Ces deux établissements font partie intégrante de l'histoire de l'une des plus anciennes capitales d'Europe. Et appartiennent tous deux à la caisse nationale de sécurité sociale (EFKA). Mais depuis plusieurs semaines, leur survie est en péril. Les bâtiments où ils sont hébergés pourraient être vendus à des investisseurs privés. Selon les informations de la presse grecque, l'Ideal, ouvert il y a plus d'un siècle, finirait dans les mains d'un groupe hôtelier pour être transformé en un hôtel cinq étoiles. L'Astor, né dans les années 40, devrait quant à lui être vendu à un investisseur privé. Une nouvelle qui a provoqué l'ire des Athéniens et du monde du 7ᵉ art. À commencer par l'une des figures du cinéma grec, Costa-Gravas. 

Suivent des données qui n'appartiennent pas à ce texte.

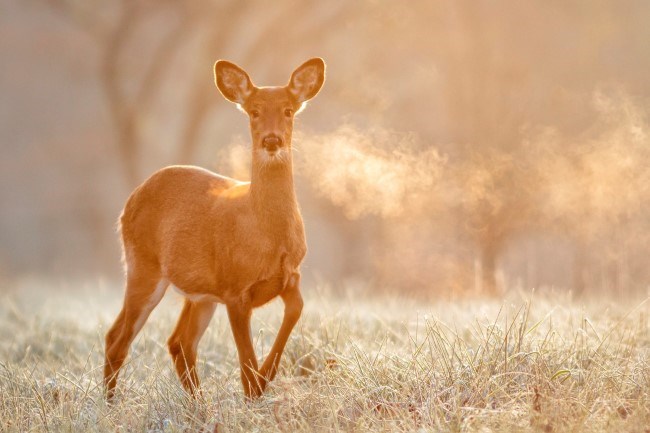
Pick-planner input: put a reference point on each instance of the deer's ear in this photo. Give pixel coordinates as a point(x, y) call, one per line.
point(232, 81)
point(307, 79)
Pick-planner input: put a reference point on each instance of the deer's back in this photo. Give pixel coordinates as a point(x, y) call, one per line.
point(171, 221)
point(197, 229)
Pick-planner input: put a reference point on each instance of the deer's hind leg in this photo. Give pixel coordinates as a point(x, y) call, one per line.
point(191, 326)
point(144, 290)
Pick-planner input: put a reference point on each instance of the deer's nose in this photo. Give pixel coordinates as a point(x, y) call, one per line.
point(272, 142)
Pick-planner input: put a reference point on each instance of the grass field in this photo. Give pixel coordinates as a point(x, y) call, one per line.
point(528, 362)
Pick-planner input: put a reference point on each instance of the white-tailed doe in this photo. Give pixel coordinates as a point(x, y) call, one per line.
point(219, 240)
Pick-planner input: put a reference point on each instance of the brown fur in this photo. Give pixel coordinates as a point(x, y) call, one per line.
point(219, 240)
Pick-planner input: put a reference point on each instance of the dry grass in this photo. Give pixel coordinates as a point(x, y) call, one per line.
point(529, 363)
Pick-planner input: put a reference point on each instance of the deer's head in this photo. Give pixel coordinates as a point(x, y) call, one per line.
point(271, 109)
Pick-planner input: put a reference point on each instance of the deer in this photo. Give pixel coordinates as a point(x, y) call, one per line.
point(218, 240)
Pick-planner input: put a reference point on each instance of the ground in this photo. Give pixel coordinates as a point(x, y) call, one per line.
point(526, 362)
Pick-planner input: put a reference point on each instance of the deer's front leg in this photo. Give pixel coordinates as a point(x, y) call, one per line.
point(240, 323)
point(292, 310)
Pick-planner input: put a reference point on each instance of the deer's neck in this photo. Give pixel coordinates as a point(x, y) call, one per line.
point(273, 196)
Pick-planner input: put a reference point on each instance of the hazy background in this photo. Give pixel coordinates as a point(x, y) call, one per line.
point(456, 147)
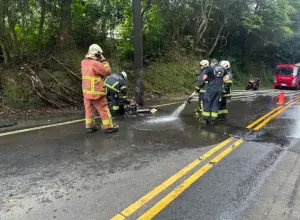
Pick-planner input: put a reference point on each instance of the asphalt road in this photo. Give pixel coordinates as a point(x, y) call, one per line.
point(63, 173)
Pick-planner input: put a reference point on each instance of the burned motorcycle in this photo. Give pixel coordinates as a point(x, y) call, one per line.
point(253, 83)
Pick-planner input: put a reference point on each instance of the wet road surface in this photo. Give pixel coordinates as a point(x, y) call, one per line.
point(64, 173)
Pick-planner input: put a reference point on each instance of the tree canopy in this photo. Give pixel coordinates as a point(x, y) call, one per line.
point(239, 30)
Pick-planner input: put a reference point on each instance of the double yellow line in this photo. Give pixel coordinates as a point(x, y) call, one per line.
point(159, 206)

Le cinéaste qui vit à Paris a rappelé que l'existence de ces salles étaient indispensables pour lutter contre la "barbarie". Yorgos Lanthimos, le réalisateur plusieurs fois nommés aux Oscars, a quant à lui souligné la "valeur sociale et culturelle" des deux salles "au centre d'une telle ville". "Nous sommes unis parce que ces cinémas sont des monuments culturels", a quant à lui déclaré le directeur de l'Académie hellénique du cinéma, Lefteris Charitos, rappelant que "l'Ideal est presque aussi vieux que le cinéma lui-même".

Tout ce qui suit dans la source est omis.